I love old barns turned into homes. We have already told about thembut I am always finding new and new examples of almost unbelievable transformations of old grain and animal shelters into vacation homes or dwellings. I think I have already told you about the nearly 300-year-old barn that I lived in for a week years ago in Germany, converted into a beautiful holiday home. And in France I lived at one time in an old converted barn, furnished and decorated with flea-market finds. It looked like a little medieval castle. But back to today's barn. It's a complex of Tudor-style buildings in Hampshire, England, which was at one time at the center of a scandal.
The house I want to present belongs to a lady politician, a former Secretary of State in the Department of Culture during the Cameron government. The lady was at one point in the middle of a scandal about buildings and overspending and had to resign. Beyond the scandal, however, remains this beautiful house, which cost £1.2m to transform.

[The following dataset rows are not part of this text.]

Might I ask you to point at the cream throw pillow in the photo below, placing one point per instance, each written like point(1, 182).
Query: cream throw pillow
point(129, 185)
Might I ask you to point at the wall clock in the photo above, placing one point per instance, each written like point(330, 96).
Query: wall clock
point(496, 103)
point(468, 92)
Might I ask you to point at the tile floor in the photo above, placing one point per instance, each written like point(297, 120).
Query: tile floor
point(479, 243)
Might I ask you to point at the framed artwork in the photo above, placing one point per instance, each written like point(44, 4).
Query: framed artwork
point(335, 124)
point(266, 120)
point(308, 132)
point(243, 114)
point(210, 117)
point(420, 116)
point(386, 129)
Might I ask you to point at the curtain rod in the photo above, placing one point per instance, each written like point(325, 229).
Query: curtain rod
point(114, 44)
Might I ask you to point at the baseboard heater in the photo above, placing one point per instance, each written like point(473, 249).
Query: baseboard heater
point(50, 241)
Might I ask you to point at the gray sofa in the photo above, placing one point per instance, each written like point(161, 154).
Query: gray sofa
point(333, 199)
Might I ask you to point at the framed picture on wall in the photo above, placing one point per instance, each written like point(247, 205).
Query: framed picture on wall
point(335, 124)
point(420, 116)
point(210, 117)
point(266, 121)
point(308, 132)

In fact it is a complex of 3 buildings, all built of oak, in the Tudor style, on a property of almost half an acre. The main building has been converted into a beautiful family home with living room, dining room, 5 bedrooms and library.

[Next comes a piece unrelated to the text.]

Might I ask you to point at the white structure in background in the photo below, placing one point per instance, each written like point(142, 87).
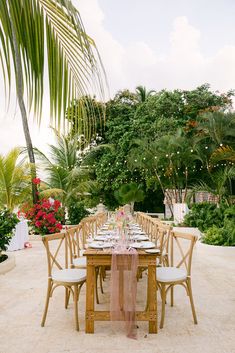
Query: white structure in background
point(175, 202)
point(179, 211)
point(20, 237)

Access to the first floor is via a wooden staircase and an impressive walkway made of old beams. As this is England, the fireplace has not been forgotten.
The adjacent building was converted into a guest house with a living room and bedroom.
The third building is basically a shed. Despite its simplicity, it was part of the cultural heritage and could be demolished. It has been converted into a kind of open garage that can accommodate a maximum of 3 cars.
The transformation of the old buildings was done trying to preserve as much as possible of the specific traditional elements. The exposed wooden beams, both horizontal and vertical, the brick fireplace area and the inevitable thick wooden beam above, have been combined with new elements in keeping with the style of the building. Where possible other elements of the barn have been saved. The wooden door in one of the bedrooms bears witness to this.
Old houses, barns and sheds have an authentic and natural charm. It's a shame to give them up easily. Moreover, dwellings made in such barns are often preferred to impersonal ones made of concrete slabs and glass.